Evaluation of a litter of Lhasa puppies is an on-going process. For many breeders, evaluation begins as soon as the puppies are whelped; others wait until the puppies are up and steady on their feet before they even think about classifying this one as a "pet" or that one as having "show potential." Even then the decision may not be final, and the breeder will want to wait until the puppy matures more before making a final evaluation. No matter at what age the evaluation is done, the evaluator needs a knowledge of the Lhasa Apso standard, an understanding of basic canine structure, and an awareness of "type" and of various developmental stages a Lhasa puppy goes through. When evaluating a puppy even as young as eight weeks, look for structural qualities you desire in an adult. Stack the puppy and check his basic structure. Remember that at any age, the basic structure is all there, but allowances must be made for puppyhood.Some considerations:
2) Head: How is the head shaped? Is the stop too abrupt? Is the eye color correct? Is the eye shape correct? Does too much white show around the eye? Is the pigment on nose, lips, and around the eyes nice and black? Is the skull narrow or broad? Are the ears set high or low? Is the muzzle too long or too short to be in correct proportion to the head? Is the stop too abrupt? If the puppy has teeth, does he have full dentition? What's the bite like? (Just keep in mind that Lhasa's bites tend to change when they lose their puppy teeth. The lower jaw may come out more when the adult teeth come in. I like to see a scissors or level bite on a young puppy; that way I'm sure his adult bite will be level or reverse scissors.)
3) Front: Are the forelegs fairly straight, perhaps having a slight curve on the inside? (They should not be bowed!) Do front feet point straight or slightly out? (They should not be "east/west.") Are the elbows in and not out? Are the shoulder blades well laid back (about a 35 degree angle) and not straight up and down?
4) Rear: Is the rear well angulated? Is the puppy straight in the stifles? (He shouldn't be.) Is he cowhocked? (He shouldn't be) Do front and rear angulation seem evenly matched? (They should be if you want a smooth-moving dog.)
Of course, when you evaluate you need to consider the puppy's personality, movement, and coat texture and quantity. Personality-wise, the puppy possessing an outgoing, playful, "look-at-me" attitude is a better choice for a show prospect than a shy, quiet puppy. However, I've seen plenty of quiet puppies really blossom once they were separated from overbearing littermates, so keep that in mind also. Movement is hard to evaluate in very young puppies because they always want to run, pounce, and bound across the room. It takes a careful eye to spot positive and negative aspects of movement in a young puppy, but it can be done. Separate him from littermates and observe how the puppy carries himself. Are head and tail up?
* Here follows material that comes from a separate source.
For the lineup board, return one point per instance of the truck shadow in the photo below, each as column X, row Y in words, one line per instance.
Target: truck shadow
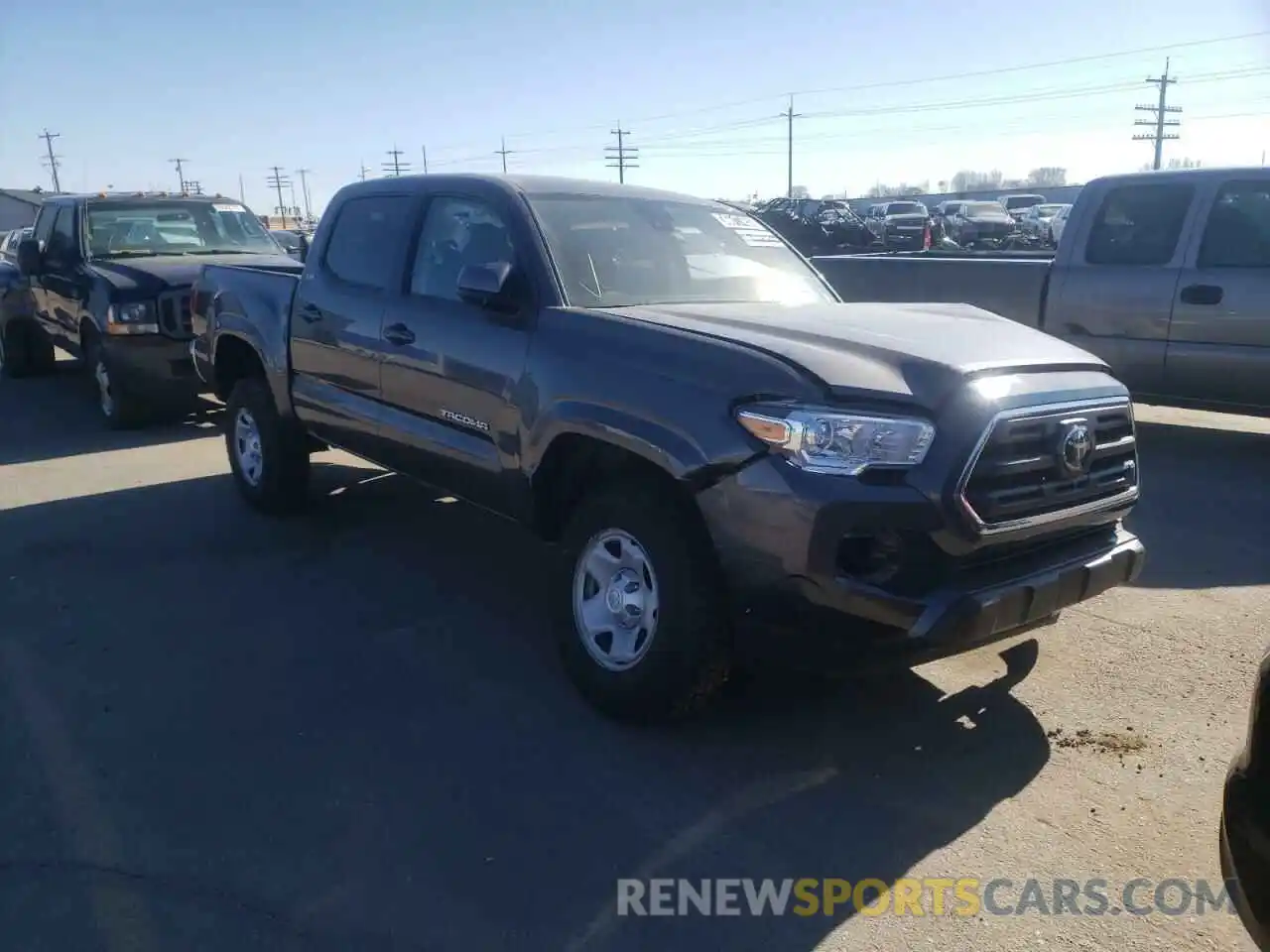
column 1205, row 507
column 349, row 730
column 55, row 416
Coat texture and quantity are important; however, don't chose a puppy on basis of coat alone. Some coat textures require more care than others, and if you're making a decision between two puppies of otherwise equal characteristics, you should chose a harder-textured coat over a soft cottony one. Also keep in mind that there is such a thing as smooth-coated Lhasas (they are called Prapsos), and if you're looking for a show dog, you don't want one of them.
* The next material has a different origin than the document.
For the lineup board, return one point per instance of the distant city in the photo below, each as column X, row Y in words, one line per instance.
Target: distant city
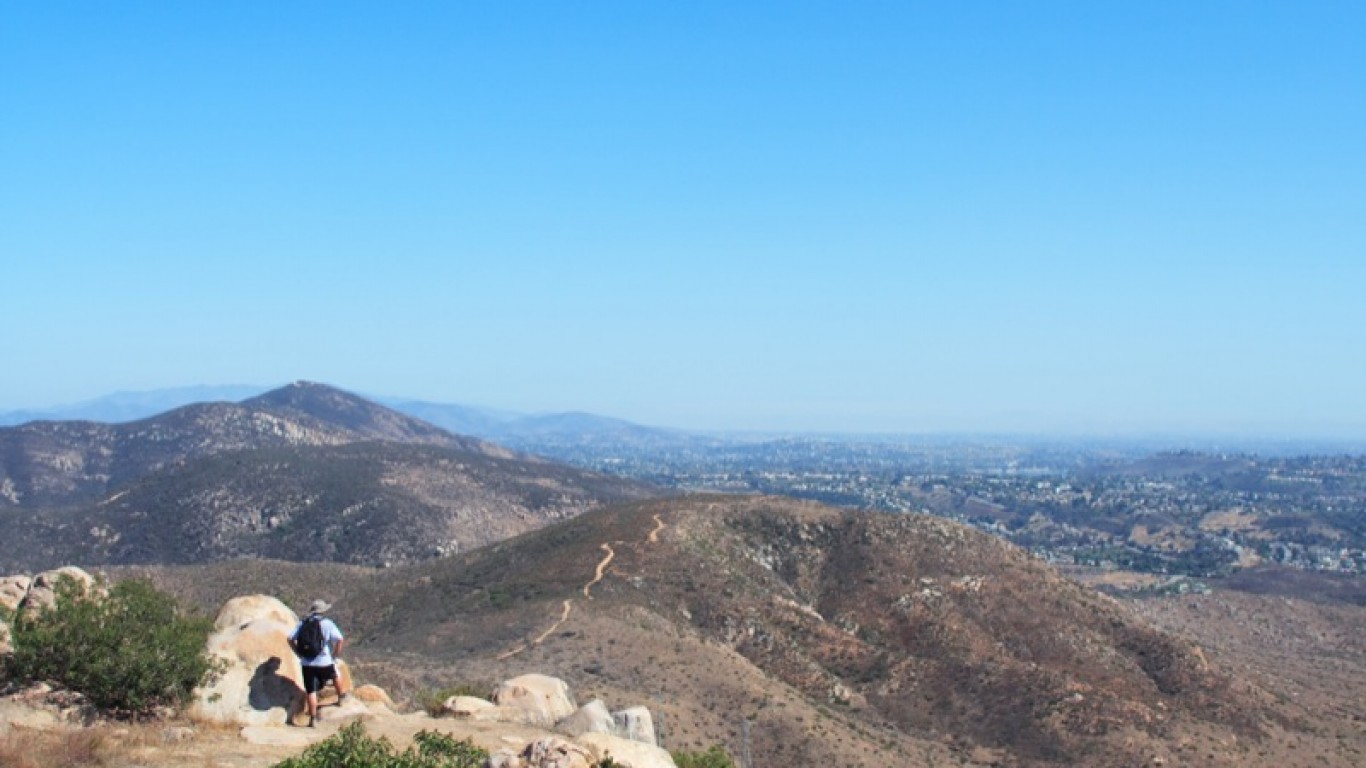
column 1104, row 506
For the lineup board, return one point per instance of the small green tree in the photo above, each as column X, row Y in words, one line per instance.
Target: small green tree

Puppy evaluation, especially on young puppies, is risky. Every breeder has made errors in judgment and has kept a "sure winner" that just didn't reach his potential or somehow "fell apart" during the growth spurt. And every breeder has stories of the "pet" Lhasa he sold that could have been a champion. However, there is a method to puppy evaluation and the more you study, read and learn , the more hands-on experience you have with dogs, the less chance you have of making big mistakes when it comes to evaluating your puppies.
We all know that each puppy has faults and when you are choosing a puppy for yourself or helping a puppy buyer chose one from your litter, you need to honestly balance good qualities against those less becoming qualities and ask yourself, "Do the good qualities outweigh those things I'd like to change?"